The UK’s currently suspended nuclear plants are due to return to service in January and March, according to operator EDF, the French state-backed utility firm. However, as noted above, most of the UK’s nuclear fleet is set to retire during the 2020s, with only Sizewell B in Suffolk due to still be operating by 2030. Hunterston is scheduled to retire by 2023 and Dungeness by 2028.

Set against these losses, the UK has a pipeline of offshore windfarms, secured via “contracts for difference” with the government, at a series of auctions. The most recent auction, in September 2019, saw prices below £40 per megawatt hour – similar to current wholesale electricity prices.

However, the capacity contracted so far is not sufficient to meet the government’s target of 40GW by 2030, meaning further auctions – or some other policy mechanism – will be required.

Coal zero
As well as the switch between wind and nuclear, 2019 also saw coal fall below solar for the first time across a full year, echoing the 2016 moment when wind outgenerated coal across the UK, after it suffered another 60% reduction in electricity output. Just six coal plants remain in the UK, with Aberthaw B in Wales and Fiddlers Ferry in Cheshire closing in March.

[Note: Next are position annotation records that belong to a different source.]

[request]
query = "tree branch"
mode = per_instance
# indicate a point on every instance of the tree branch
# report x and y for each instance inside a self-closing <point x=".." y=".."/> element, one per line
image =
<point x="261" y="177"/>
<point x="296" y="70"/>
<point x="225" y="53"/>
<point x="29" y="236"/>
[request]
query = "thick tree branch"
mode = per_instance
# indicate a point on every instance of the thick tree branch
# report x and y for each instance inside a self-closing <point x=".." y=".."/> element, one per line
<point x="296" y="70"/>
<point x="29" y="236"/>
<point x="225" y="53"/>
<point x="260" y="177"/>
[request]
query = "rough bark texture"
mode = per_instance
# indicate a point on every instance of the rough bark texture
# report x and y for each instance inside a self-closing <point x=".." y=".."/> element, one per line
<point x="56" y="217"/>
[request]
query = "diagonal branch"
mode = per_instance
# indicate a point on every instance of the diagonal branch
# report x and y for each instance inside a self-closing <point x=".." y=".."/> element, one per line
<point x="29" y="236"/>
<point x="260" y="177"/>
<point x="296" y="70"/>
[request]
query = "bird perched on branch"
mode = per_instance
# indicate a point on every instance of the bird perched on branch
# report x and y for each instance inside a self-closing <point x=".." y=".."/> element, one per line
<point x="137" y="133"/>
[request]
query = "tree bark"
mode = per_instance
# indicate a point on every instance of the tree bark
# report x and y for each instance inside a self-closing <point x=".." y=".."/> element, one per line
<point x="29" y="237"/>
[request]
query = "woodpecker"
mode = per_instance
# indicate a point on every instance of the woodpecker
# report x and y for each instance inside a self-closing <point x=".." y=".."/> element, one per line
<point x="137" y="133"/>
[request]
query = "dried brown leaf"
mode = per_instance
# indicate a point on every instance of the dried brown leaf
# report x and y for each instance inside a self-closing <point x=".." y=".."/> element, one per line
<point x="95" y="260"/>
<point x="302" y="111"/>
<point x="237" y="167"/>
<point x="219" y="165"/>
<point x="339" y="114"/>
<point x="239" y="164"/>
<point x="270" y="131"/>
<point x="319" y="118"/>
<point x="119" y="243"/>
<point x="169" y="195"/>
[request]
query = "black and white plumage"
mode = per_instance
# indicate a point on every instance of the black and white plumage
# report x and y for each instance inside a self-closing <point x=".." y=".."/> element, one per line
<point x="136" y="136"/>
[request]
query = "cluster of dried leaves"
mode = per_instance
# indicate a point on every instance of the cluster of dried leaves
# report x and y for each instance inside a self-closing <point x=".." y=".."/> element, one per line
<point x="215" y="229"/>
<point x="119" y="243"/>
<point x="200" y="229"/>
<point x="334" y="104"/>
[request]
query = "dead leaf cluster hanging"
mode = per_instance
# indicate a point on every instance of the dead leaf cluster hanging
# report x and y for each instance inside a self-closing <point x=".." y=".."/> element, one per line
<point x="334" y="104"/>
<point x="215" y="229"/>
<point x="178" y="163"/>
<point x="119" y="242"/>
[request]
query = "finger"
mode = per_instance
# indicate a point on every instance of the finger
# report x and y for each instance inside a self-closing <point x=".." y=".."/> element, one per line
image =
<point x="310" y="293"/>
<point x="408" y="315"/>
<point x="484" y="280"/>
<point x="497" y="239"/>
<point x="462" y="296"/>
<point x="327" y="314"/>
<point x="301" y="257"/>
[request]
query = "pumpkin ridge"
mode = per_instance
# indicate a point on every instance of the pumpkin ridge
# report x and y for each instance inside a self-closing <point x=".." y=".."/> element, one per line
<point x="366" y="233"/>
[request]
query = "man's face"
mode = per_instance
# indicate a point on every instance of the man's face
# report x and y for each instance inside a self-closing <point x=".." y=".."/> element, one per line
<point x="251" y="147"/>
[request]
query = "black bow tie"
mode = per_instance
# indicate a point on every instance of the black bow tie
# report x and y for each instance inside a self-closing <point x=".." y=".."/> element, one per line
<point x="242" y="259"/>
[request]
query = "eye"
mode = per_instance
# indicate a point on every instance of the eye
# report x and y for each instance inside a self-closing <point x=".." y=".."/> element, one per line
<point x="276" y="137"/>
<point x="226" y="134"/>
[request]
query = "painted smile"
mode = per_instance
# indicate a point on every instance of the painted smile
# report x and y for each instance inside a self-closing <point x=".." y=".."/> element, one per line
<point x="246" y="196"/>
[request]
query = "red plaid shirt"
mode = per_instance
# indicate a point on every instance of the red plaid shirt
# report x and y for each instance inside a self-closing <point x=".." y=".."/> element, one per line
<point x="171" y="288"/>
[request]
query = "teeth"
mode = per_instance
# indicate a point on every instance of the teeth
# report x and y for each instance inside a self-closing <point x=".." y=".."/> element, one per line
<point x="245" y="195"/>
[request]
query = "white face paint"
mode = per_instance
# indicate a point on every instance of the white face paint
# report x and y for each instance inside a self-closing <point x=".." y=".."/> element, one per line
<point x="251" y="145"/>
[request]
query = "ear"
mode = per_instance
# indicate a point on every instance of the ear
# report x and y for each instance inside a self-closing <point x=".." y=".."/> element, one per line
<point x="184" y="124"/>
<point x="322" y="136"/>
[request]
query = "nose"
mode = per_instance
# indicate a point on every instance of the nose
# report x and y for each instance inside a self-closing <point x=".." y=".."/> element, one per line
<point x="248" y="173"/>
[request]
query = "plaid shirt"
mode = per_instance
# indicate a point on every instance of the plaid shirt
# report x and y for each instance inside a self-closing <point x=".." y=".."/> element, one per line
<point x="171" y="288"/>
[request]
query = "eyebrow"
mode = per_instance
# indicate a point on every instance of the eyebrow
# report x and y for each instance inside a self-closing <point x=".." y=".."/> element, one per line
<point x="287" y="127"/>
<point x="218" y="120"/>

Coal accounted for just 2% of UK generation in 2019, a record-low coal share since centralised electricity supplies started to operate in 1882. The fuel met 40% of UK needs as recently as 2012, but has plummeted thanks to falling demand, rising renewables, cheaper gas and higher CO2 prices.

The reduction in average coal generation hides the fact that the fuel is now often not required at all to meet the UK’s electricity needs. The chart below shows the number of days each year when coal output was zero in 2019 (red line) and the two previous years (blue).

 Cumulative number of days when UK electricity generation from renewable sources has been higher than that from fossil fuels. Source: BEIS energy trends, BM Reports and Carbon Brief analysis. Chart by Carbon Brief using Highcharts.
The 83 days in 2019 with zero coal generation amount to nearly a quarter of the year and include the record-breaking 18-day stretch without the fuel.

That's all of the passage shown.